Scan your JWKS
Your entire authentication layer trusts the keys in one JSON document. PQLens fetches a JWKS (or OIDC key set) and classifies every signing key in it, so the token layer is in your inventory too.
pqlens scan jwks https://auth.example.com/.well-known/jwks.json
How it works
- Find your JWKS URL — for OIDC providers it is advertised in
/.well-known/openid-configuration. - Run
pqlens scan jwksagainst it; the document is fetched directly from your machine. - Each key is classified by type and size: RSA and EC signing keys are quantum-vulnerable; undersized RSA is broken.
- The findings join the inventory alongside your TLS, SSH and certificate surfaces.
Why the token layer is worth a row in the inventory
JWTs are signatures, and signatures age badly: a token that must remain verifiable, or an identity provider key that rotates yearly, is exactly the kind of long-lived asymmetric crypto post-quantum planning is about. Most orgs have never once looked at what is actually in their JWKS — it is a thirty-second scan.
Works on any JWKS, not just yours
The endpoint is public by design, so you can inventory the identity providers you depend on as well as the ones you operate — useful when a vendor questionnaire asks about third-party cryptography.
Frequently asked questions
Where do I find my JWKS URL?
For OIDC providers, fetch /.well-known/openid-configuration and use its jwks_uri value. Many stacks serve it directly at /.well-known/jwks.json.

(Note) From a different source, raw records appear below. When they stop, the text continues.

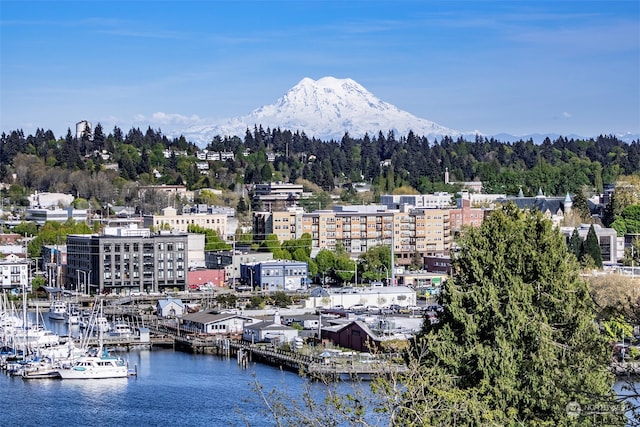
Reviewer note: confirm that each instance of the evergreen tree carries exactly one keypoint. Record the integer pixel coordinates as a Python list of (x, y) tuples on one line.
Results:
[(581, 206), (242, 206), (592, 247), (517, 341), (575, 244)]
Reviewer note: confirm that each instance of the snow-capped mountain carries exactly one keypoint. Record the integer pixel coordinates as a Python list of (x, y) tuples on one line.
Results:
[(326, 109)]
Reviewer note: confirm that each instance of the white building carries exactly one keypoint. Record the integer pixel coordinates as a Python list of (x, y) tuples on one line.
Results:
[(380, 296), (269, 331), (14, 272), (180, 222)]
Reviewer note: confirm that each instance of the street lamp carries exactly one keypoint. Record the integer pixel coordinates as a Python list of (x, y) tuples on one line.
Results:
[(386, 272)]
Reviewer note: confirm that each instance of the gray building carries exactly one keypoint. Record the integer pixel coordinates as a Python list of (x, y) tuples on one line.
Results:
[(126, 260), (607, 240), (230, 261), (275, 275)]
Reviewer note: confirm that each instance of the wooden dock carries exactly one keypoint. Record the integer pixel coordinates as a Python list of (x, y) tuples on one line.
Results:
[(309, 366)]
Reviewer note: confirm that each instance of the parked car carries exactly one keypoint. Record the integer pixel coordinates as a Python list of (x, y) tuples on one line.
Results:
[(357, 307)]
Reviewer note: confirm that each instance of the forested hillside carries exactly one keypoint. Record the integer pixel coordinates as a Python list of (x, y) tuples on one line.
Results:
[(85, 166)]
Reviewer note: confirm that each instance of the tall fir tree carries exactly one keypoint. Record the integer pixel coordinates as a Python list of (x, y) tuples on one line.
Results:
[(517, 341), (575, 244), (591, 247)]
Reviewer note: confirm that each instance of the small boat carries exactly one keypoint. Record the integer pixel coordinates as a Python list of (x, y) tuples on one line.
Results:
[(40, 369), (57, 310), (121, 329)]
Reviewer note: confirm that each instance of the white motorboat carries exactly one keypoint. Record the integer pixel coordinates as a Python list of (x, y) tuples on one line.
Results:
[(72, 315), (97, 366), (98, 363), (57, 310), (121, 329)]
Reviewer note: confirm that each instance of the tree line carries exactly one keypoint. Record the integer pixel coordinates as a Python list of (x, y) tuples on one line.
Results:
[(557, 167)]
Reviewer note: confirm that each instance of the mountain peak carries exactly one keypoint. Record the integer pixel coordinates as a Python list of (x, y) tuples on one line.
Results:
[(326, 108)]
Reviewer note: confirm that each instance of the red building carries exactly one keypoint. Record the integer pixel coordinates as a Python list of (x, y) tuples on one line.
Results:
[(206, 278)]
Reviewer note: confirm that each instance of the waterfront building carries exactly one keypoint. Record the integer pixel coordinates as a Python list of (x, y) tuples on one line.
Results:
[(354, 334), (170, 308), (230, 261), (54, 262), (370, 296), (126, 260), (216, 323), (269, 331), (286, 224), (203, 278), (14, 273)]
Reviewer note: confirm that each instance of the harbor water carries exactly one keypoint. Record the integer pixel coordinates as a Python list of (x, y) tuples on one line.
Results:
[(171, 388)]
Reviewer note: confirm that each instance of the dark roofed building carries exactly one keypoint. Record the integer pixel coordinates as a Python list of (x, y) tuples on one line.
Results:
[(355, 335)]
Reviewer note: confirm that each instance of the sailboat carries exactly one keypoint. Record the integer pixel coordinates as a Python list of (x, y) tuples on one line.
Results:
[(96, 364)]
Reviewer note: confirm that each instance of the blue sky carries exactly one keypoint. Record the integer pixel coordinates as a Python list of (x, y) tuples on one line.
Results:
[(567, 67)]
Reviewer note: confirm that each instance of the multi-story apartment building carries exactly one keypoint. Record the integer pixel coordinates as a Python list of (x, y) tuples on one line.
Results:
[(214, 220), (14, 273), (41, 216), (359, 228), (275, 196), (125, 260), (435, 200), (275, 275), (286, 224)]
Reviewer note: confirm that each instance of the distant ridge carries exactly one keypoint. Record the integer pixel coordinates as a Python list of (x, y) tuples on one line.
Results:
[(325, 109), (330, 107)]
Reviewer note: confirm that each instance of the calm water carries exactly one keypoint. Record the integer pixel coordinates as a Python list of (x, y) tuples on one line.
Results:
[(171, 388)]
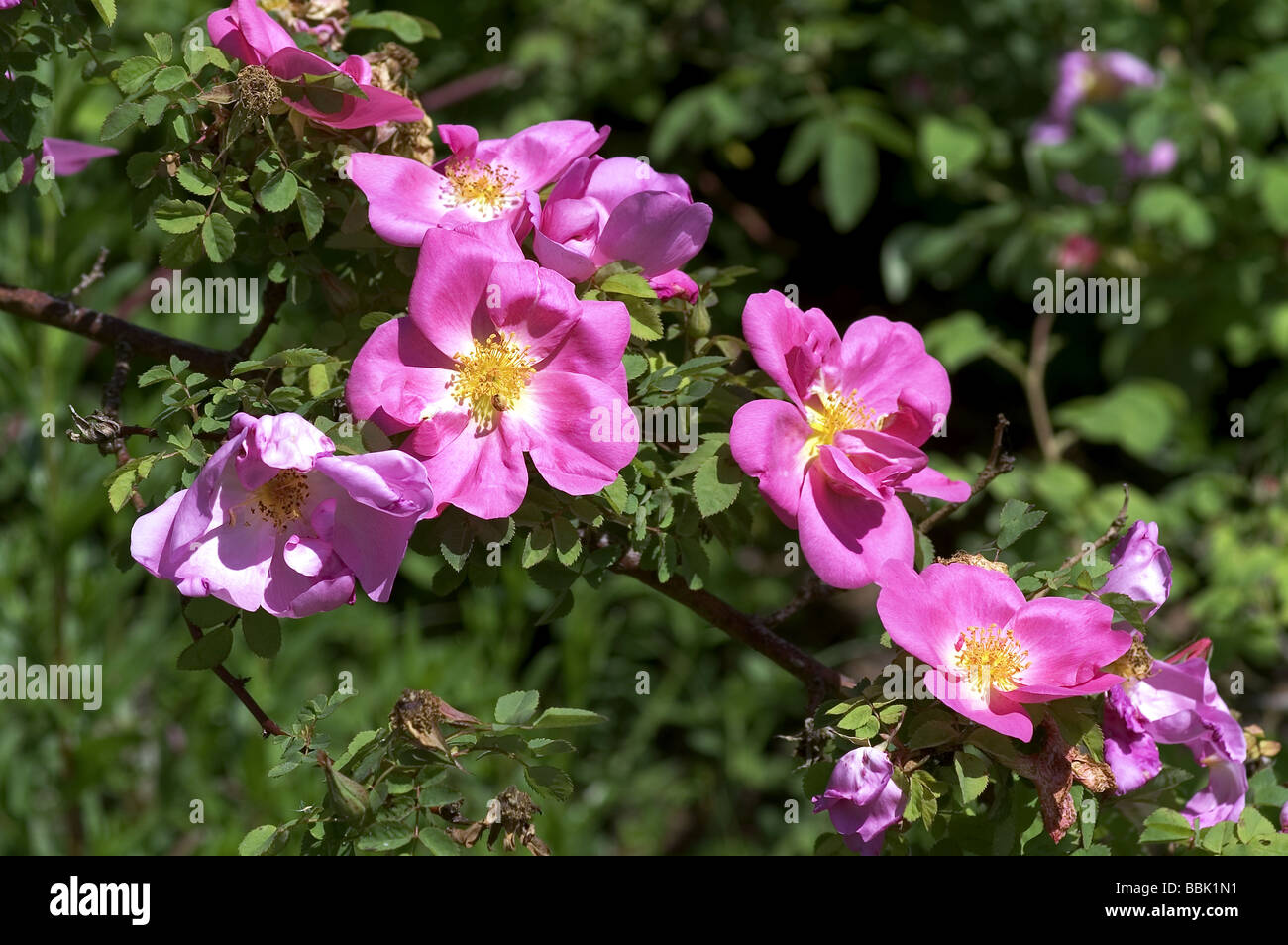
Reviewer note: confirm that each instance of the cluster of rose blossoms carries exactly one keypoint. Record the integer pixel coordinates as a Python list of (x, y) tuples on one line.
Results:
[(1039, 651), (497, 360)]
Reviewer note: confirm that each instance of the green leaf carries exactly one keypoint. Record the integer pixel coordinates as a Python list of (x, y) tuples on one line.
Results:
[(1172, 207), (181, 252), (567, 542), (258, 841), (567, 718), (120, 485), (162, 44), (645, 322), (310, 211), (385, 836), (206, 612), (179, 217), (278, 191), (197, 179), (438, 842), (209, 652), (132, 72), (106, 9), (552, 782), (516, 708), (406, 27), (1018, 518), (971, 776), (958, 145), (154, 108), (263, 632), (629, 283), (958, 339), (119, 120), (716, 484), (218, 237), (1137, 415), (803, 150), (1166, 825), (374, 319), (1274, 196), (170, 77), (849, 175)]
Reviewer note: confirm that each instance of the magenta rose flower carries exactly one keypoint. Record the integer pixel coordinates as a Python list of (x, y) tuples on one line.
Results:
[(832, 460), (1154, 162), (244, 31), (990, 649), (274, 520), (1089, 77), (67, 158), (674, 283), (497, 358), (617, 210), (481, 181), (1142, 570), (862, 799), (1177, 704)]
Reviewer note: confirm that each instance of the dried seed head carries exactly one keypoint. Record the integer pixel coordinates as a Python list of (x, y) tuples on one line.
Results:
[(258, 90)]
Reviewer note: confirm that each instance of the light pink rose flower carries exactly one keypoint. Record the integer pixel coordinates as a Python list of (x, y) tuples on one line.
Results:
[(617, 210), (244, 31), (274, 520), (483, 180)]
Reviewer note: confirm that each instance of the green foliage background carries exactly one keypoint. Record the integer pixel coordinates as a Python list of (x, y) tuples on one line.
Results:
[(816, 163)]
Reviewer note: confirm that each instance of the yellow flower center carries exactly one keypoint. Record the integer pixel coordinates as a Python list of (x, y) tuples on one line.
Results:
[(279, 501), (991, 660), (488, 189), (837, 412), (1100, 85), (492, 376)]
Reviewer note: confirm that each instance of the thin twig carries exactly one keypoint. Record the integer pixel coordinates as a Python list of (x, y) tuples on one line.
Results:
[(239, 687), (1111, 533), (999, 463), (1034, 386), (94, 274), (819, 679), (63, 313)]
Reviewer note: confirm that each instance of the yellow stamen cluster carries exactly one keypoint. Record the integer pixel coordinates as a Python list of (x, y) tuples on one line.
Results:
[(837, 412), (492, 376), (488, 189), (281, 499), (991, 660)]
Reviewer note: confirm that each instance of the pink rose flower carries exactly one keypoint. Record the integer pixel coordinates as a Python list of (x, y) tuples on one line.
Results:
[(1177, 704), (617, 210), (862, 799), (674, 283), (67, 158), (497, 358), (244, 31), (481, 181), (275, 520), (990, 649), (832, 460)]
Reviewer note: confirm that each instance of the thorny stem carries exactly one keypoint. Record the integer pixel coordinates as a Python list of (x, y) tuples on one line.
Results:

Does this need credentials?
No. A JWKS is the public half of the signing keys and is served openly by design. PQLens fetches it directly from your machine.
What does a quantum-vulnerable JWKS key mean in practice?
The same as everywhere else: fine against classical attackers today, and a line in your migration plan rather than an emergency. Short-lived tokens age off quickly; the provider keys themselves are the asset to track.